Szwajcarzy głosują nad „przepustkami szczepionkowymi”. Wstępnie 63 proc. za zamordyzmem

Protest przeciw restrykcjom covidowym w Szwajcarii Źródło: Twitter
Protest przeciw restrykcjom covidowym w Szwajcarii Źródło: Twitter
REKLAMA
W niedzielę 28 listopada w Szwajcarii trwało referendum w sprawie ustawy o Covid-19, która umożliwiła wprowadzenie „przepustki zdrowotnej”. Głosowania odbywa się po wyjątkowo burzliwej jak na ten kraj kampanii.

Policja obawiała się nawet nowych demonstracji i utrzymywała stan pogotowia. Oznaką niezwykłych napięć jak Szwajcarię, było to, że policja zablokowała w niedzielę plac przed siedzibą rządu i parlamentu w Bernie.

Według sondaży większość powinna jednak „przepustkę” zaakceptować, chociaż w ostatnich tygodniach przeciwnicy zdołali przekonać do swoich racji część społeczeństwa. W kraju miały miejsce liczne demonstracje, które czasami były zakazywane i kończyły się starciami z policją.

REKLAMA

Temperament Szwajcarów daleki był jednak od gwałtowności protestów, które widziano ostatnio np. w Holandii. Wzrost napięcia w Szwajcarii był jednak widoczny.
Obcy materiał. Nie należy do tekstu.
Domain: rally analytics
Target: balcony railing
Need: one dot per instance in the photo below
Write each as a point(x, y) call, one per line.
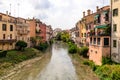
point(7, 40)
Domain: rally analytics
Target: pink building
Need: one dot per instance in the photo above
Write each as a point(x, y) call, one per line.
point(43, 31)
point(100, 37)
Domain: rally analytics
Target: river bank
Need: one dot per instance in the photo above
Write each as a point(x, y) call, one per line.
point(83, 72)
point(12, 71)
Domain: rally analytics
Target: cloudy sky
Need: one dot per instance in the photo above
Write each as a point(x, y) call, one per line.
point(58, 13)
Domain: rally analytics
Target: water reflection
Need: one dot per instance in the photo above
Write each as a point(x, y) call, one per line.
point(60, 66)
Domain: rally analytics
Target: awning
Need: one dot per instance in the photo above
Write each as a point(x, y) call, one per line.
point(101, 26)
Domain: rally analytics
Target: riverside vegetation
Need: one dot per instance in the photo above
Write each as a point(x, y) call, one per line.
point(8, 59)
point(109, 70)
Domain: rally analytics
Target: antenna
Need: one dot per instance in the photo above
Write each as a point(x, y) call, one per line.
point(18, 9)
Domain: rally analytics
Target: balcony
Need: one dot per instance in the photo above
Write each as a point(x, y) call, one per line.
point(102, 30)
point(7, 40)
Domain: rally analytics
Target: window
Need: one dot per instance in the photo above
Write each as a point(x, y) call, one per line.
point(114, 43)
point(0, 17)
point(3, 36)
point(4, 27)
point(98, 41)
point(11, 27)
point(84, 34)
point(114, 27)
point(10, 36)
point(116, 0)
point(90, 40)
point(94, 40)
point(106, 41)
point(115, 12)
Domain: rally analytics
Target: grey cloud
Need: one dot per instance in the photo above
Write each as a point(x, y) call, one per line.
point(43, 4)
point(42, 16)
point(1, 3)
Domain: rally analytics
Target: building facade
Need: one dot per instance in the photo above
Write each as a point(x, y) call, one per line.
point(7, 32)
point(115, 39)
point(23, 30)
point(100, 37)
point(48, 33)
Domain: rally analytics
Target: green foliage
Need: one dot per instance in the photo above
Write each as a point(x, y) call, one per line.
point(33, 41)
point(72, 48)
point(108, 30)
point(18, 56)
point(21, 45)
point(91, 64)
point(64, 36)
point(3, 54)
point(42, 46)
point(83, 51)
point(109, 72)
point(58, 36)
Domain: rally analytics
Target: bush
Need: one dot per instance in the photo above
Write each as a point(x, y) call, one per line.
point(91, 64)
point(3, 54)
point(83, 51)
point(72, 48)
point(18, 56)
point(109, 72)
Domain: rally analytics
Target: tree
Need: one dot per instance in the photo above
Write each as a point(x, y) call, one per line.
point(20, 45)
point(33, 41)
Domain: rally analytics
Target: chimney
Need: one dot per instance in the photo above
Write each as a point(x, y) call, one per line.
point(97, 8)
point(84, 14)
point(89, 11)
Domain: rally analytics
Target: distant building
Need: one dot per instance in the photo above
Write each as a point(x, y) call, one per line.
point(23, 30)
point(99, 37)
point(49, 32)
point(56, 31)
point(7, 32)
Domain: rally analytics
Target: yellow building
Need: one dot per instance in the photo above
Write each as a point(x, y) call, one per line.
point(7, 32)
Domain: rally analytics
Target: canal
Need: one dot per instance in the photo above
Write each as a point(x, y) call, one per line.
point(57, 67)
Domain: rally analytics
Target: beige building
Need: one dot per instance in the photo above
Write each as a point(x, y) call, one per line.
point(115, 47)
point(7, 32)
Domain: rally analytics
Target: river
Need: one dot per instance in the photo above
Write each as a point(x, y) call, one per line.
point(59, 67)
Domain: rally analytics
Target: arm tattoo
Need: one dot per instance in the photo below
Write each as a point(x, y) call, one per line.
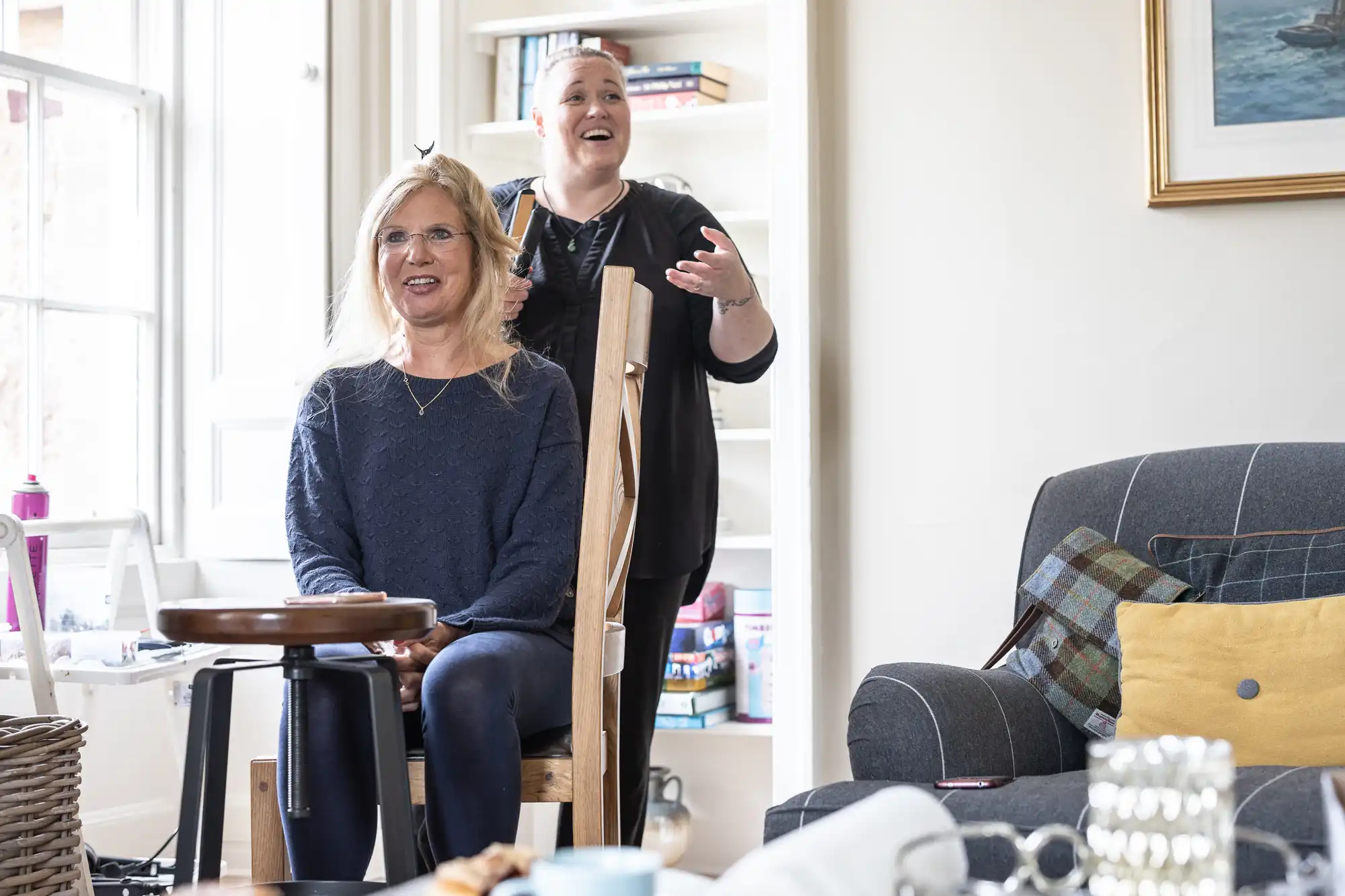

Media podawały, że ministrowi zdrowia Alainowi Bersetowi, który od dwóch lat uosabia walkę z Covid w tym alpejskim kraju, grożono śmiercią i obecnie znajduje się pod ochroną policji.

Według ostatnich prognoz instytutu sondażowego gfs.bern, ustawa zdobyła w niedzielę 63% pozytywnych głosów i „przepustki” będą obowiązkowe.

Szwajcarzy głosują w niedzielę także nad inicjatywą dotyczącą opieki pielęgniarskiej, która ma gwarantować „odpowiednie wynagrodzenie” za usługi opiekuńcze i w tym przypadku spodziewana jest jej akceptacja.

Wskaźnik osób w pełni zaszczepionych wynosi w Szwajcarii około 65%.